I have been conducting workshops both for students who are learning English as a second language and with those who as struggling to be literate. Generally, in showing students how to use the site, I will create with them a group comic strip incorporating their ideas. This becomes a great class collaboration. We’ll choose a subject for example, such as going for a job interview, or making conversation with a friend, or going on a date, or deciding what we want to do this coming weekend or where we want to go on a vacation. Then we’ll create a story together, using one or two characters in each panel. The characters become surrogates for ourselves and can be used, too, to help students work out problems or situations that are troubling them in their lives, such as bullying.

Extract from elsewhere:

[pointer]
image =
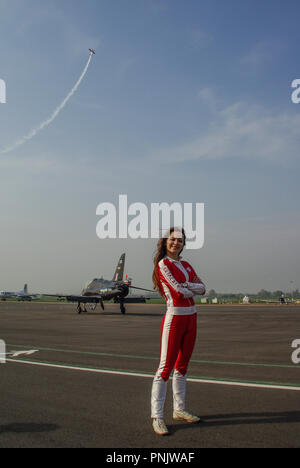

I might then start a dialogue in one of the talk balloons, asking the students to choose a character and for suggestions for dialogue, and then I’ll ask for more dialogue for another character to speak. Then we’ll try to move the story along by moving to a second panel. Later, when students start their own comic strips, I encourage them to work with a partner to help each other along. Such collaboration gives students more confidence and ideas in creating a story, and in working together the students improve their language skills as they come up with words and ideas for the characters to say and execute.

I remember working with a group of Chinese and Hispanic students who were first learning English. For almost three hours at one session they worked collaboratively at the computer site for almost three hours until they had fully shaped and completed their comic story. Each student helped the other put the words together into sentences for the dialogue balloons. Just the experience of having to talk together and create make-believe dialogue for the characters enhances communication skills. There also are story prompts included on the site to give students ideas for themes, such as Travel to a Mysterious Place, A Day at School, Write a Love Story, Finding Your Courage, Making Wishes Come True, and A New Fairy Tale.

I have yet to see a frown or a tear shed in the language learning process of creating and working with digital comics.